# Der 'Spiele auf Englische Synchro umstellen' -Thread



## blaidd (19. April 2011)

Okay, nachdem mich mal wieder eine Deutsche Synchro "erfreut" hat, und mich das dazugehörige Spiel (Need for Speed - Shift 2 Unleashed) ganz besonders beim Versuch die Sprache umzustellen genervt hat, öffne ich jetzt mal einen Threat für all jene, die wie ich lieber auf Englisch spielen, als sich eine total vermurkste Deutsche Synchro anzutun.

Gut, in einem Rennspiel ist es mir normalerweise egal, allzuviel geredet wird da ja üblicherweise nicht, aber grade in Shift 2, wo mir ständig irgendein (mir unbekannter) Promi-Rennfahrer mit seiner 'Nachbars Bubi' Stimme in unglaublich lippenunsynchronen Videos irgendwas verklickert, nervt es mich dann schon.

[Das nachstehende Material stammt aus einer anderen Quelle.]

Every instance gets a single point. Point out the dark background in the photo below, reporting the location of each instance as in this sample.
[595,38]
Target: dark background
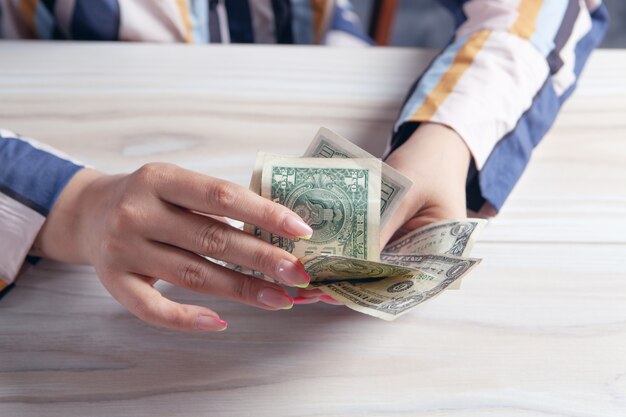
[426,23]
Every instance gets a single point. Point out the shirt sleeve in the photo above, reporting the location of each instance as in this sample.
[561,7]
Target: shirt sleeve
[501,82]
[32,177]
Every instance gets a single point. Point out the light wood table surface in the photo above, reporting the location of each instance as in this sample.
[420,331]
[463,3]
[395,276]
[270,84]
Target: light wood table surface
[539,329]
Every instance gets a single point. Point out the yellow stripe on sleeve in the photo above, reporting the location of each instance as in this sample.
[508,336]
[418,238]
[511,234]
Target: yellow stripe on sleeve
[524,25]
[184,14]
[28,8]
[462,61]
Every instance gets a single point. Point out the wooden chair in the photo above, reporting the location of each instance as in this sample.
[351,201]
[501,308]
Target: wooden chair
[381,20]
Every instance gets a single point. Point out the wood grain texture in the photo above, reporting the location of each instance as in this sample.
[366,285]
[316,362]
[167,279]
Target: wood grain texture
[539,329]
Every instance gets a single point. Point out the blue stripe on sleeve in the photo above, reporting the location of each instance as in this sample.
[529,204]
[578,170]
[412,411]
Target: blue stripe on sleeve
[509,158]
[96,20]
[344,21]
[32,176]
[302,21]
[239,21]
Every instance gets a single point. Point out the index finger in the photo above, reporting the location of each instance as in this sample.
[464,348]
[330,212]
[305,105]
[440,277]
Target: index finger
[210,195]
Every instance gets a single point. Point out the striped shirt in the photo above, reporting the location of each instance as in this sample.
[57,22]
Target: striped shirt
[499,83]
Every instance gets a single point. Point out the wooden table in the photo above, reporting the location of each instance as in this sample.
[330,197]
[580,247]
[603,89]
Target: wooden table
[538,330]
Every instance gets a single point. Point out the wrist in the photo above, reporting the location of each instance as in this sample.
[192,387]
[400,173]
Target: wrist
[436,159]
[432,149]
[65,233]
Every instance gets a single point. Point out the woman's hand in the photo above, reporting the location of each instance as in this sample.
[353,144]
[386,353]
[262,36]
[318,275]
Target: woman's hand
[436,159]
[152,224]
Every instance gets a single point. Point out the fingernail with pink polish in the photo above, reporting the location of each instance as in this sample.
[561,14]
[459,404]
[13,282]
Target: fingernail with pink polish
[292,274]
[211,323]
[272,298]
[297,227]
[304,300]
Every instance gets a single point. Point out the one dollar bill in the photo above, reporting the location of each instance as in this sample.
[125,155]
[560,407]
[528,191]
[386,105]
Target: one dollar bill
[339,199]
[394,185]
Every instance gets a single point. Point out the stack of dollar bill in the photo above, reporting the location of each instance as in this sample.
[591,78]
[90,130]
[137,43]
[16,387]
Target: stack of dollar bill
[346,195]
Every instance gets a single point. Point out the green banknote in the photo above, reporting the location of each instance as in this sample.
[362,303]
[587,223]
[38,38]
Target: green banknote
[394,185]
[339,199]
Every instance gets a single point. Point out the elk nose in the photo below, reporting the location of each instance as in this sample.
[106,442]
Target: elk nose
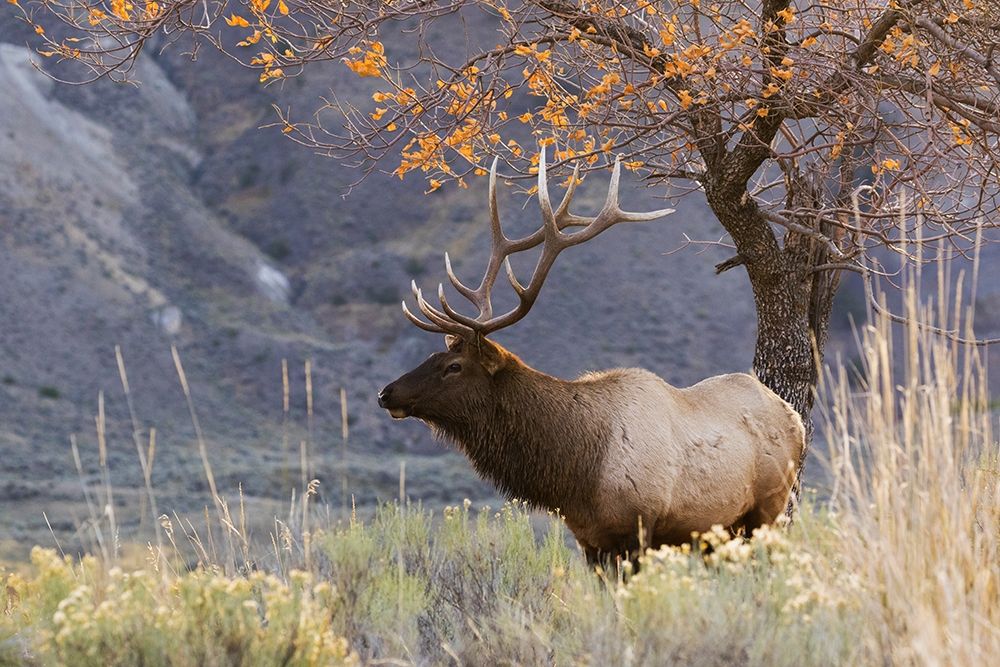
[384,395]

Vor allem weil ich mir eine Version aus den UK besorgt habe, wie eigentlich immer... Trotzdem installiert sich das Spiel ungefragt auf Deutsch. Okay, sollte ja kein Problem sein, im Vorgänger konnte man die Sprache ja direkt im Menu auswählen. Pustekuchen. Aus irgendeinem völlig hirnrissigem Grund fehlt die Option bei Shift 2. Genausowenig kann man die Sprache per ini, config oder sonstwas einfach per Editor umzustellen. Natürlich schmeißt mir das Installationsprogramm die anderen Sprachen trotzdem auf die Platte. Toll! Ich liebe sowas.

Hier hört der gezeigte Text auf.